Reputation: 427
I have two columns in a dataframe and I need to create a new one based on them. For example:
df = pd.DataFrame(data={'a':[1.0,1.0,2.0], 'b':[3.0,3.0,3.0]})
df.iloc[1,0]=np.nan
a b
0 1.0 3.0
1 NaN 3.0
2 2.0 3.0
I need to add a column c which takes value from a when it is not null and otherwise from b. like:
a b c
0 1.0 3.0 1.0
1 NaN 3.0 3.0
2 2.0 3.0 2.0
Here is what I have tried:
def dist(df):
if df['a']:
return df.a
else:
return df.b
df['c']=df.apply(dist,axis=1)
but the result is not what I expected. Can anyone suggest what I should do?

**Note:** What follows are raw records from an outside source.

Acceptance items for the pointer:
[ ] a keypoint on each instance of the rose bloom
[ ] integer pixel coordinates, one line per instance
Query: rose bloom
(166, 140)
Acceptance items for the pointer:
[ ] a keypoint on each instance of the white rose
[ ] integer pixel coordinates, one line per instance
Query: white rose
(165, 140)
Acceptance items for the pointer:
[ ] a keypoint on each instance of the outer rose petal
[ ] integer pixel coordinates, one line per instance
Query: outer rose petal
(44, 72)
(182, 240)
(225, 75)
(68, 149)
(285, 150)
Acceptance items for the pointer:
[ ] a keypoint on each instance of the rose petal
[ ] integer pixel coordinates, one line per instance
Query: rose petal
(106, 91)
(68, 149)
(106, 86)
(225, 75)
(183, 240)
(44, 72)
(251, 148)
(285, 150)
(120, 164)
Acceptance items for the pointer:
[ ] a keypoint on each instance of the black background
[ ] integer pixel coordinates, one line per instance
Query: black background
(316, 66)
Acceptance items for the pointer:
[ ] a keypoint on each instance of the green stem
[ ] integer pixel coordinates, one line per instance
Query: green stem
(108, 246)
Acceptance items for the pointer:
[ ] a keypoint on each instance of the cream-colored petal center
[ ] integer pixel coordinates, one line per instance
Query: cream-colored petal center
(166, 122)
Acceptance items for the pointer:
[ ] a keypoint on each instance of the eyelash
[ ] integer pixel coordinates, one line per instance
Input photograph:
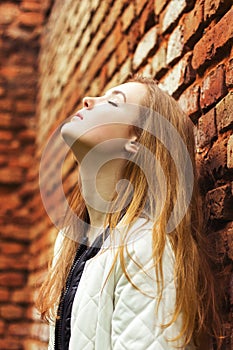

Thx!
Upvotes: 3
Views: 707
Reputation: 2153
>>> d['c'] = df.a.where(~np.isnan(df.a), df.b)
>>> df
a b c
0 1 3 1
1 NaN 3 3
2 2 3 2
It is tempting to write the more compact:
df['c'] = df.a.where(df.a, df.b)
but this won't do the right thing for df.a[k] == 0 (which is also interpreted as False).
Instead of isnan, you can use the property of NaN in that it is the only value not equal to itself, so the following also works:
df['c'] = df.a.where(df.a==df.a, df.b)
Upvotes: 1